Роль Ницше — полный и окончательный манифест человека Нового времени, все остальное — только вариации на тему. Мысль православная же идет вслед за верой и потому другим путем, и потому она поет гимн человеку, который есть “образ и подобие”, “зеркало” творца — высшая манифестация человеческого достоинства и совершенства.
Ницше говорит, что добродетель — это уже не притягательный на современном рынке товар. Однако здесь, на этом самом рынке, всевластвует то, что как раз, по его словам, заинтересовано в существовании добродетели: “алчность, властолюбие, леность, глупость, страх”. Страх… Отвергнув страх человека перед Богом, ввели нового кандидата на вакантное кресло: страх перед темными инстинктами. Ницше говорит, что “нужно отучиться от стыда, заставляющего нас отрекаться от наших естественных инстинктов и замалчивать их”. Православные же люди верят: человек — это нечто большее, чем котел, бурлящий инстинктами.
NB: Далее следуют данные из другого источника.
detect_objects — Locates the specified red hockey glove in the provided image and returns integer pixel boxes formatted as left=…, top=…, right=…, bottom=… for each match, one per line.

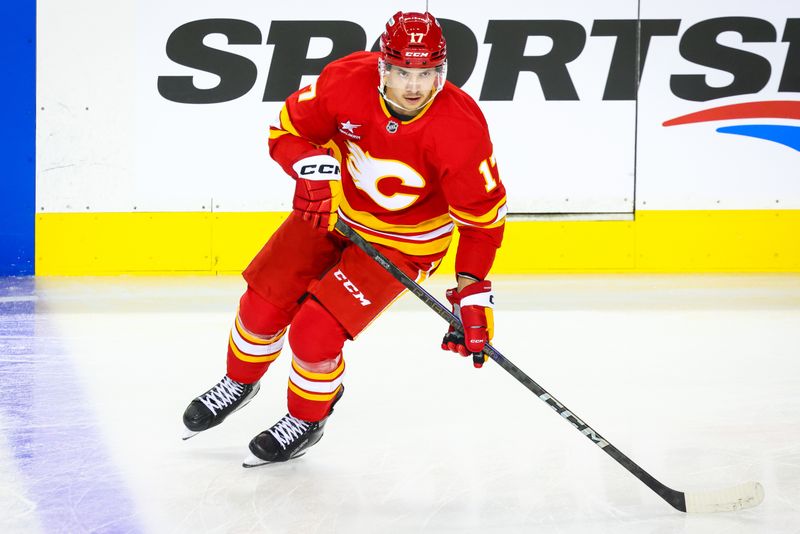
left=291, top=154, right=342, bottom=232
left=441, top=280, right=495, bottom=368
Ницше спорит и низвергает не христианство. Сойдя с пути, он блуждает впотьмах и бегает за миражами. Он полемизирует с психологией бюргера и филистера, с типичными стереотипами и заблуждениями своего времени, которые с христианством не имеют ровным счетом ничего общего. Естественное для Эммы Бовари — мораль мира, в котором она пребывает, противоестественное — это “ошибка”, “иллюзия”. Но мы-то помним, что религия, вера с морализмом имеет мало чего общего. Морализм — это мертворожденная ересь Льва Николаевича Толстого, блестяще разобранная Львом Шестовым, кстати, во многом опирающимся на того же Ницше. Христианство основано не на морализме, а на твердом фундаменте морально-этических, нравственных категорий, этом “камне веры”, на котором все держится. Другое дело, что все они вовсе не цементируются, а переживаются, как нечто живое, вечно обновляющееся. Это Живой Бог, Христос, вехи земного пути которого каждый год заново переживаются христианином совместно с Ним. И в этом вся жизнь православного человека, каждая минута его существования, каждое движение, каждый вздох, особое восприятие мира как целого. Ведь жизнь — переживание величайшей поэзии, величайшей симфонии, а не разноголосица бессвязных голосов.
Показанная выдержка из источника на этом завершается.